Hi. Can anyone help explain this concept, which usually reads something like this in most textbooks? "the DC voltage supply Vcc is assumed to have a very small internal resistance, typically 0.01 ohms. Thus to all intents the DC supply looks like a short circuit as far as the AC signal is concerned". Well, evidently...

Why does the AC signal at the base of the BJT (assuming voltage divider biasing) see Vcc as an earth? The voltage divider causes a reasonably stiff voltage at the base. The AC input signal comes along and sits on it, modulating the base bias voltage slightly up and down.

If Vcc is constant, presumably if the AC input signal goes slightly positive, the voltage at the bottom of the upper biasing resistor goes up from its quiescent value, meaning there is now less voltage across this resistor, thus reducing the current flowing through it from the Vcc rail towards the base..I cant quite see things from the AC signal's perspective...something's just not making sense in my brain!! Any help would be greatly appreciated.

Mango S

 

The AC voltage produces a change in the current passing through the resistor connected to Vcc, and also produces a change in the current in the resistor connected to ground. The changes in current produced in the two resistors by the AC voltage do not depend on the DC supply voltage. In an extreme case, you can have zero Vcc (i.e. Vcc becomes identical to ground), and the AC still produces the same current changes.
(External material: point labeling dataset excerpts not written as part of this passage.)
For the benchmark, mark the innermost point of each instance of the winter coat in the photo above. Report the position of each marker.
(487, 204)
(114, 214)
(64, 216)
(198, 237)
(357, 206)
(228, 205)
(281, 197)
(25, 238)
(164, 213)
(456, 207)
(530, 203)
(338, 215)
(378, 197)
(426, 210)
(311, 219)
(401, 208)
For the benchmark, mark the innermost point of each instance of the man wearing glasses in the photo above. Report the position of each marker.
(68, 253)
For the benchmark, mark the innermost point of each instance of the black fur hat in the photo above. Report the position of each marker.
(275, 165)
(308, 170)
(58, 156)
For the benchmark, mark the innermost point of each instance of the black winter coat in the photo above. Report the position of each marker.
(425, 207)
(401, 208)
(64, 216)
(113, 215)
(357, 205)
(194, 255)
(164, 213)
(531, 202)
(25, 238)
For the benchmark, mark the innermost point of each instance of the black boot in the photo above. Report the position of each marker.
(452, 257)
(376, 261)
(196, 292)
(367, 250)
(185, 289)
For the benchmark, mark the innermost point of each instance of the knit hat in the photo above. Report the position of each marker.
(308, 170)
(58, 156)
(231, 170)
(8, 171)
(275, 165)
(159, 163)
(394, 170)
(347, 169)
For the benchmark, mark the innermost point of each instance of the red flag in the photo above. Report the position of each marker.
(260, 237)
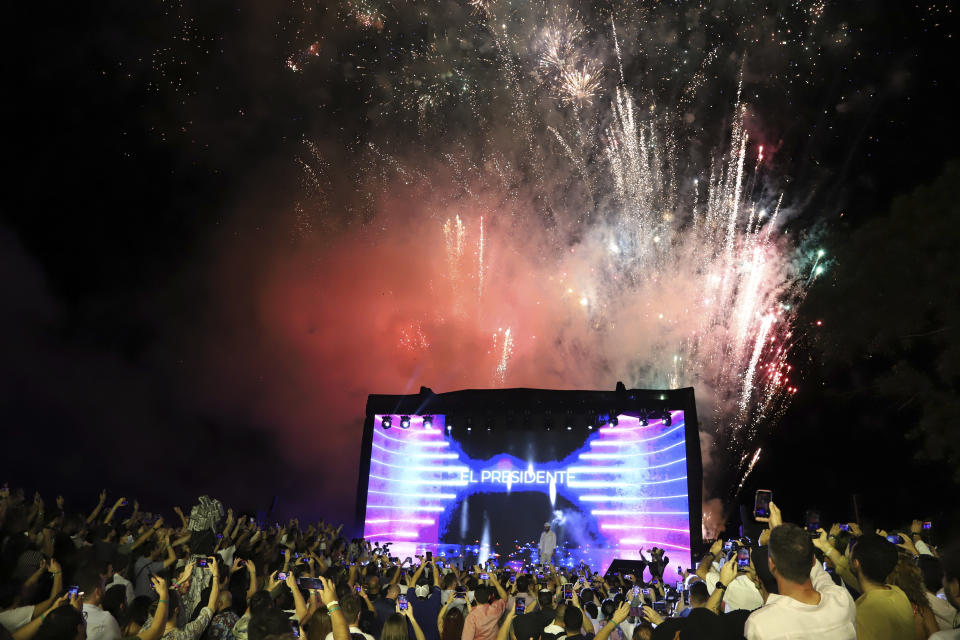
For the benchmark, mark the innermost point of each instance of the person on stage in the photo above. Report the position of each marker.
(548, 542)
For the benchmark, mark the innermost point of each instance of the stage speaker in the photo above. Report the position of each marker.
(625, 567)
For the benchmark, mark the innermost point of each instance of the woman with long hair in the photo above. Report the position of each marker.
(450, 622)
(395, 627)
(907, 576)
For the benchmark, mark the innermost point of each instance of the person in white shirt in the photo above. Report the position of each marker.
(932, 572)
(101, 625)
(809, 604)
(13, 617)
(548, 542)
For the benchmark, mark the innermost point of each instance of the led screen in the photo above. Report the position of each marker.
(607, 492)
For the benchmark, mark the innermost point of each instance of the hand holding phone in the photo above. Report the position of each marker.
(761, 504)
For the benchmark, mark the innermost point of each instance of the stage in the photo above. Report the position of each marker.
(474, 475)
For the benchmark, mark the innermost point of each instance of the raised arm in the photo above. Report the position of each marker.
(496, 585)
(96, 510)
(155, 630)
(707, 561)
(299, 605)
(507, 626)
(615, 621)
(728, 573)
(408, 613)
(116, 505)
(57, 573)
(252, 570)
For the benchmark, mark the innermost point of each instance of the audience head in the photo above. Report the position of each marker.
(699, 594)
(874, 558)
(63, 623)
(932, 572)
(90, 581)
(643, 631)
(790, 553)
(452, 624)
(482, 594)
(572, 619)
(351, 606)
(951, 575)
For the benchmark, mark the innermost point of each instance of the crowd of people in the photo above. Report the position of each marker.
(119, 572)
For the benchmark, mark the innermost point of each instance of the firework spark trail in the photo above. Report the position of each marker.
(480, 266)
(746, 474)
(663, 267)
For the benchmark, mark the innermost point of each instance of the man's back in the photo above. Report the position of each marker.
(884, 614)
(834, 618)
(481, 623)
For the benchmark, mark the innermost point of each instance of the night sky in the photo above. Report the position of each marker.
(213, 227)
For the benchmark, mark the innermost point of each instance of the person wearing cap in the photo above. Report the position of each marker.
(548, 542)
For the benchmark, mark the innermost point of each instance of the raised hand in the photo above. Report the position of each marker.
(327, 591)
(821, 541)
(621, 613)
(160, 586)
(652, 615)
(728, 572)
(716, 546)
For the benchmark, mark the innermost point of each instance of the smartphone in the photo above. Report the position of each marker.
(813, 520)
(761, 503)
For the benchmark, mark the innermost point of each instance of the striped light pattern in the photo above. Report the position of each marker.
(631, 480)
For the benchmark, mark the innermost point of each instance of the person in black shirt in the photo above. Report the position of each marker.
(529, 625)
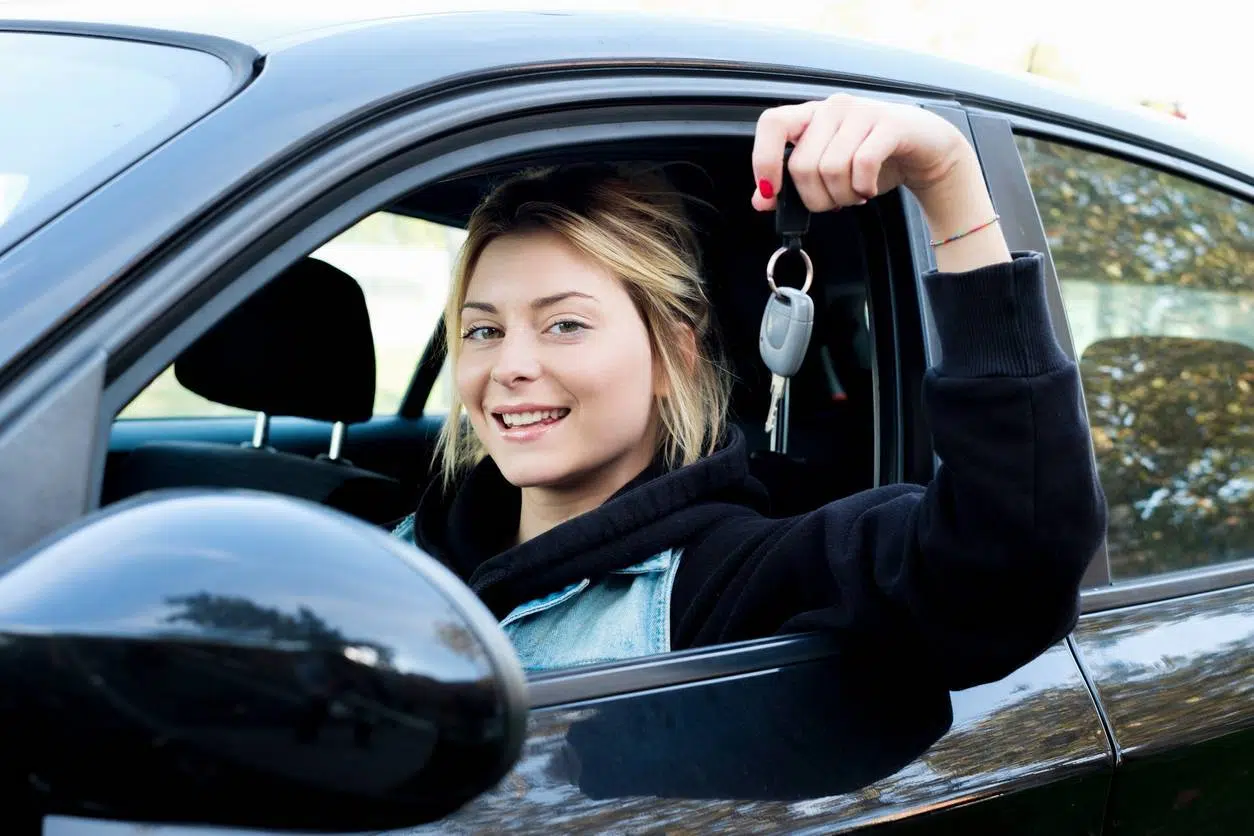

You will really need to understand and accept this; it is a key concept.

 

The Vcc is seen as earth because it usually has a large capacitor placed across it. A large capacitor behaves like a short circuit to AC. Any signal that leaks into the Vcc rail gets shunted to ground.
The AC signal does not modulate the bias voltage up and down. It modulates the bias CURRENT up and down. The voltage across the base-emitter junction is steady (0.6v for silicon and 0.3v for germanium). A BJT is really a current to voltage amplifier.

 

The Vcc is seen as earth because it usually has a large capacitor placed across it. A large capacitor behaves like a short circuit to AC. Any signal that leaks into the Vcc rail gets shunted to ground.
The AC signal does not modulate the bias voltage up and down. It modulates the bias CURRENT up and down. The voltage across the base-emitter junction is steady (0.6v for silicon and 0.3v for germanium). A BJT is really a current to voltage amplifier.

That is not accurate. The base-emitter voltage is indeed modulated. Although the BJT can by considered to be a current-controlled device, its input characteristic is not equivalent to a perfect 0.6V voltage with zero impedance. An accepted method of small-signal analysis for a transistor regards it as being voltage-controlled, with an output conductance controlled by vbe. Please see the following link.

http://en.wikipedia.org/wiki/Hybrid-pi_model

 

If we could regard the base-emitter voltage as fixed, the AC input would produce zero voltage change across either of the bias resistors, and there would therefore be no need to consider their effect on the signal. The transistor's (zero) input impedance would completely dominate the situation.

It is only because the transistor has a finite input impedance that the loading effects of the bias resistors need to be considered.

 

The datasheet for the 2N3904 has a graph that shows its common-emitter input impedance at various collector currents when it does not have an external emitter resistor. The input impedance is no where near zero ohms.
So of course its input voltage and its input current both are varied by an input signal.

 

Thanks for your help!
It helps to see the inclusion of a power supply decoupling capacitor in the picture and how that appears as a short to the AC signal.